24 heures de peur laisseront des traces sur la société et l'État russe…

Une balade sur les réseaux sociaux m’ a permis de découvrir beaucoup de génies de la stratégie militaire qui expliquent la faiblesse de la défense militaire interne face à la rébellion de Prigozhin.

Il y a ceux qui osent même expliquer que la faiblesse de la réponse serait due à la collusion de l'armée. Maintenant, je comprends les moyens cognitifs limités dans lesquels nous naviguons, mais je voudrais attirer l'attention sur quelques faits simples.

L'armée russe s'engage pour 2/3 sur le front ukrainien (une petite partie sur les lignes de front, une grande partie dans les environs immédiats et protégeant les frontières).

Le reste est déployé auprès des directeurs de surveillance dans un pays qui a deux fois la taille des États-Unis et 4 fois celle de l'UE.

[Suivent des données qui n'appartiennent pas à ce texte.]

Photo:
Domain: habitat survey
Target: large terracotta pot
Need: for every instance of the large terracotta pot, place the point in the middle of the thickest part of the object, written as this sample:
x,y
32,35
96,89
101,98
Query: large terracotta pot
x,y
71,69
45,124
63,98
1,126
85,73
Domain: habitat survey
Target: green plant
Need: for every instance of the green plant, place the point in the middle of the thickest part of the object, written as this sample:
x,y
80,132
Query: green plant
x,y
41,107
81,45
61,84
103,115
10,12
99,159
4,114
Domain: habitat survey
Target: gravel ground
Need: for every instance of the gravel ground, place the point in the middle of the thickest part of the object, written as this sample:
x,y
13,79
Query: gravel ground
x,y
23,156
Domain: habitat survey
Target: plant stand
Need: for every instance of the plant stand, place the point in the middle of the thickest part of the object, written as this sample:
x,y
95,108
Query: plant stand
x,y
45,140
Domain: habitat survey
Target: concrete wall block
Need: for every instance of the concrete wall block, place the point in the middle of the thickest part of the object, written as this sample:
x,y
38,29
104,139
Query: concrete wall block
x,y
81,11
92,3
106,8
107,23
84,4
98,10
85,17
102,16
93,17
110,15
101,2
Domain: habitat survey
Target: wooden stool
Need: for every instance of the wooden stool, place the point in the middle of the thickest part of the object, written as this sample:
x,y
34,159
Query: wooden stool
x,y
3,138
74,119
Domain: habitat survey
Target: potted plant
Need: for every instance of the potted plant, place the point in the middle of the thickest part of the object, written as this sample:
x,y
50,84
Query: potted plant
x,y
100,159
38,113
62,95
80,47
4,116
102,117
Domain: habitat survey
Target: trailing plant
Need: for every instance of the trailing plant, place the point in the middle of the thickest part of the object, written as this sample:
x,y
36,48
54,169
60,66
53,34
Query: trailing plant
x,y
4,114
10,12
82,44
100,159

La raison pour laquelle les pays défendent spécifiquement leurs frontières est qu'il s'agit d'une zone de contrôle limitée par rapport au contrôle direct de la surface d'un pays, pour des raisons géométriques élémentaires. L'hypothèse est que si vous avez défendu les frontières, vous n'avez pas à vous défendre à l'intérieur, parce que vous avez empêché les ennemis d'être à l'intérieur.

Maintenant, bien sûr, si un composant fondamental de l'engagement au front - comme Wagner - se transforme soudainement en ennemi, il est évident qu'au départ il n'y a pas de défense correcte, étant donné que celle-ci est limité aux forces de police, pas équipées pour combattre une armée régulière. La seule arme d'intervention rapide est l'aviation, qui n'est cependant pas censée frapper sur son propre territoire, au milieu des civils.

Il est presque trivial, de dire que l'opération tentée par Prigozhin est techniquement une trahison parmi les plus lourdes imaginables.

Il s'agit en fait d'une attaque contre le pouvoir de votre propre pays en profitant du fait que l'appareil de défense est engagé contre l'ennemi extérieur et que, en tant qu'amis jusqu'à un moment plus tôt, vous étiez autorisés à circuler avec vos soldats à l'intérieur du pays, pays que vous étiez censé défendre.

Étant donné que dans les conflits, ce n'est pas seulement une question d'armes et de force, mais aussi de persuasion et de conviction, il devient clair pourquoi la tentative de Prigozhin n'a pas été mise en place comme un simple coup d'État, mais comme une trahison de dimensions colossales.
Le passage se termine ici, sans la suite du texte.